Rainy day hunt yields Tensas NWR monster
Jeffrey Stallings usually does his deer hunting on public areas near his home in Colfax. However, he and a group of kin and friends were selected for a lottery hunt on Tensas National Wildlife Refuge in early December.
“We got up there that Wednesday to do some scouting and find spots for all of us to hunt the coming weekend; this was my first time to ever hunt Tensas,” said Stallings, 30. “After getting set up at the campground, we began scouting. We also had a couple of boats with us as we were next to the Tensas River and after about a 10-mile boat ride, a cousin and I started looking for a good spot to hunt.”
That Friday, Dec. 7, Stallings set up his Summit Viper climbing stand in an area he liked. There were deer trails, and rubs and scrapes next to a creek that fed into the river. Everyone was ready for the Saturday morning hunt — except for Mother Nature: The party woke up to flooding rains.
“Nobody even tried to go out early Saturday because of the heavy rain,” he said. “However, as the rain started tapering off late in the morning, my cousin and I got in the boat, I dropped him off to a spot he’d found and I continued on up the river another 2 miles to my spot, where I tied the boat up and got in my climber where I had left it the day before.”
All the rain had created a shallow lake around his stand, and the trails Stallings had found the day before were under 6 inches of water — but he felt like he was in a good spot.
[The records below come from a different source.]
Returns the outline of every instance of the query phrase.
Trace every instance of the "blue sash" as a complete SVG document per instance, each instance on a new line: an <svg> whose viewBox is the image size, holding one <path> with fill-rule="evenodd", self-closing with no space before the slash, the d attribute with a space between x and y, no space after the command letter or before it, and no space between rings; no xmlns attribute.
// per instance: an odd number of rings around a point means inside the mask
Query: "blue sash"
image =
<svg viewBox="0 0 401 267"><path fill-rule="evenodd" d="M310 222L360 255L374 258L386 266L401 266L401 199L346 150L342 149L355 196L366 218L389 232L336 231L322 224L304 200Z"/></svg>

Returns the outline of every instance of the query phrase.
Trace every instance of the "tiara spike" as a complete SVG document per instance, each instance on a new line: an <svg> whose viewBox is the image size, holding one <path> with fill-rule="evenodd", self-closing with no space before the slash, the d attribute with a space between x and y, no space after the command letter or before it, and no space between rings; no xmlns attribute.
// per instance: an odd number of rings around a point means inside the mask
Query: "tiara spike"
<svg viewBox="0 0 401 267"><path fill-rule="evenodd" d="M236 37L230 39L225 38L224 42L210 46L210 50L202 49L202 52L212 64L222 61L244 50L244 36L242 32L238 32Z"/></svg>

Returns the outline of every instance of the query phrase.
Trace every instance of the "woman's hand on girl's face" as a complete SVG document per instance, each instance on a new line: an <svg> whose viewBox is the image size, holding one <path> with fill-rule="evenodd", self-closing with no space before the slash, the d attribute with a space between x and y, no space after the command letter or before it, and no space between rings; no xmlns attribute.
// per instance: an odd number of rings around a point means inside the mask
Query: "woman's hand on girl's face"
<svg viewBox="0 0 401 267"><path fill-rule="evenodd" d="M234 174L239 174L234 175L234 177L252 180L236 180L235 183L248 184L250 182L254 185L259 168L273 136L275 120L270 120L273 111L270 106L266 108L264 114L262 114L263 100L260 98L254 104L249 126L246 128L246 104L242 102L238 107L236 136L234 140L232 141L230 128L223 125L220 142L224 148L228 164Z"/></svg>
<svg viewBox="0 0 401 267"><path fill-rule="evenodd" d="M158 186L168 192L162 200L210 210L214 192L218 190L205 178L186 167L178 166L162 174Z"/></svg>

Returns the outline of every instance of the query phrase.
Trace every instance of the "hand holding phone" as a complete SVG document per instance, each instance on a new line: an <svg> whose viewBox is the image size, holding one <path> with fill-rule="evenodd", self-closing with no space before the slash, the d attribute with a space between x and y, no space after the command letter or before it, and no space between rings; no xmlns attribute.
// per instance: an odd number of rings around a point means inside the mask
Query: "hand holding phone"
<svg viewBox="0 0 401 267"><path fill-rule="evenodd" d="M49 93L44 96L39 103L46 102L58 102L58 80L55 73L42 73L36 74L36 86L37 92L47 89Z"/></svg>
“I’d been in my stand 30 minutes or so when I saw two does coming through the water. I could have shot one but that would probably have ended my hunt having to fool with it, so I passed up the opportunity. Five minutes after watching the does move on off, I saw something coming through the water behind the does,” he said. “It was a racked buck, but I couldn’t tell much about him.
“I just knew he was one I wanted to shoot.”
Finding a small opening through the timber in the direction the buck was headed, Stallings put the crosshairs of the scope of his Remington .30-06 on the spot and when he saw brown, he fired. But the buck just stood there, so Stallings fired again. There was no movement from the deer, but on the third shot, the buck took off. Marking where he last saw the deer with his GPS, Stallings went to the spot not having any clue as to if he had actually hit the deer.
“With all the water, it’s hard to find a blood trail if there was one, so I marked his direction of travel with my GPS and headed that way,” Stallings said. “After traveling some 200 yards in the water, the buck jumped up from a little knoll he was laying on dry ground and I found blood. This is the first time I realized I had actually hit the deer.”
Following the blood trail the buck left on palmettos as it ran, Stallings finally caught up with the big deer just before it took its final breath.
“Once I got to him, I wanted to make sure he didn’t get away again. So I took off my belt, and put it around his neck and a small tree so he wouldn’t get up again while I was gone back to the boat for my deer dolly,” he said.
After retrieving the dolly and getting the big-bodied deer loaded up, Stallings realized he needed help so he motored 2 miles and picked up his cousin — but the retrieval was a bear. Their dolly wound up losing a wheel, but they eventually were able to get the buck in the boat and back to camp.
“I shot the deer at 1:30 p.m. and when we finally got him back to camp and cleaned, it was 1:30 a.m. the next morning,” he said.
The buck, which weighed-in at 240 pounds, was a 13-pointer with heavy mass and long tines. The inside spread was 18 7/8 inches, main beams were in the 25-inch range and the buck was scored at an even 176 inches of bone.